We found out where Optimus Prime does part-time.
Other than the efficient inspection line, they’ve got other interesting pieces of machinery lying around, but the most interesting one is probably the Mobile Inspection Unit (MIU), and it does exactly what it name suggests. No, it doesn’t check your hand phones, but it’s basically a traveling PUSPAKOM.
Imagine the inspection lines at a PUSPAKOM being compressed even further, fitted into a box and attached to the side of a truck, and you’ve got yourself an MIU. It can check everything the inspection lines can check, with some help from a few tools. There are even cameras mounted on that platform that checks the condition of a vehicle’s undercarriage, and a shaking device that can test the suspension of each individual tire.
Inside the attached box is a mini computer room manned by vehicle examiners who control the platform, and print out the results after the inspection is done. The power to move the components are generated by an attached diesel-powered generator, and it can inspect somewhere between 40 to 100 vehicles on each visit. A smaller version is called a Light Mobile Unit (LMU), and it looks something like this:
It’s… an inspection unit carried around by a minivan. But it can still pretty much do what the bigger one can do, except that it can only handle vehicles up to 5 tonnes. An even smaller version is called the Premier Mobile Inspection Unit, and it’s a van bringing equipment and examiners over to your place. It doesn’t really check your tires or brakes, as it’s only for special kinds of inspections such as auction inspections or owner transfer inspections, but it beats having to drive over to a PUSPAKOM just to check whether your chassis number and your engine number match.

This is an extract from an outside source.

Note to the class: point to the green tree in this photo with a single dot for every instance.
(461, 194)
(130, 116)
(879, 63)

All of these units can be called to your doorstep for an extra fee ranging from RM40 to RM100 per vehicle, or you can wait around for the festive seasons where they sometimes organize free vehicle inspections for private vehicles as a part of their efforts to promote vehicle safety. Each year, about 3000 private vehicle owners received free inspections as part of their Hari Raya and Chinese New Year inspection campaigns. Sweet!
Wait… if PUSPAKOM is doing such a good job, why do we still have decrepit buses and trucks on the road?

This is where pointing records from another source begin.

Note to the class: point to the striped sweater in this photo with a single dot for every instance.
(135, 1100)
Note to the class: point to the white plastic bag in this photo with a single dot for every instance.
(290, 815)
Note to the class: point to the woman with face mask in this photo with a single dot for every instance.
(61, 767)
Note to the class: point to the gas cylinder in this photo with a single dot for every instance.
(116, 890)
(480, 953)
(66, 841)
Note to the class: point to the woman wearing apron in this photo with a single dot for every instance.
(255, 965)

Once we found out that PUSPAKOM is the one responsible for checking commercial vehicles and allowing them to renew their road taxes, the immediate question we can think of is why are some lorries that don’t look like they could pass the inspection still on the road? Like the really big, old, slow lorries that spews pure black smoke. Shouldn’t they fail the inspection and not get their road taxes renewed? Or are they illegal?
There are several reasons to this. Every commercial vehicle have to renew their road taxes twice a year, as opposed to the normal once a year for private vehicles. If they failed to pass the inspection, they won’t get their road taxes renewed. For commercial vehicles that travel a lot every day, many things could happen to it within the space of six months, so they may have passed the inspection, but without proper maintenance it’s going to fall apart before the next inspection.

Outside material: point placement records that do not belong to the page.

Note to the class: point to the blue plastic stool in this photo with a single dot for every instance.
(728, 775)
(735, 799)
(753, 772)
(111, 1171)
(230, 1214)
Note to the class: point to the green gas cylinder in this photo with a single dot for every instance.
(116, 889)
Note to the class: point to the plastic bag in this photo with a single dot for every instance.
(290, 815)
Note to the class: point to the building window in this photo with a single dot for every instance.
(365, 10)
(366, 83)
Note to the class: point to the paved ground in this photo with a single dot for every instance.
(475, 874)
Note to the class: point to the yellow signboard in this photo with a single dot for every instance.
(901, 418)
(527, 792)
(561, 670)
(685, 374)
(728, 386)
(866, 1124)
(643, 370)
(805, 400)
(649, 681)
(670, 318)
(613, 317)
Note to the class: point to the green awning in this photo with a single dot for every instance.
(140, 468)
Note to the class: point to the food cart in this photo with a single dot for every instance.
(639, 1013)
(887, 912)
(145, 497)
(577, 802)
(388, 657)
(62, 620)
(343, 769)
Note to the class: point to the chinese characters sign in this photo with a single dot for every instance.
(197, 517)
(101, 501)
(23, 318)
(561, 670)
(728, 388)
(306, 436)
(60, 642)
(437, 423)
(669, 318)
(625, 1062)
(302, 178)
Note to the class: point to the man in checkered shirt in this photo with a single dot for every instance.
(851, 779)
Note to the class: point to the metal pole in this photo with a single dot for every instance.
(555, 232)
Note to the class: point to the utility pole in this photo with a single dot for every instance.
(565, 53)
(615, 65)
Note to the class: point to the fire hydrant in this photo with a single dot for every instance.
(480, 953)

The second reason is vehicle owners who value money over safety. The way that they work is that right before inspection, they will swap in good parts into an old vehicle going for inspection, pass it with flying colors and then swap the good parts out again as soon as the vehicle is back in the garage. In this way, they can save money on repairs as long as they have one set of good parts. And with today’s technology, where you can swap parts in a matter of minutes, it’s not even hard to cheat during inspections.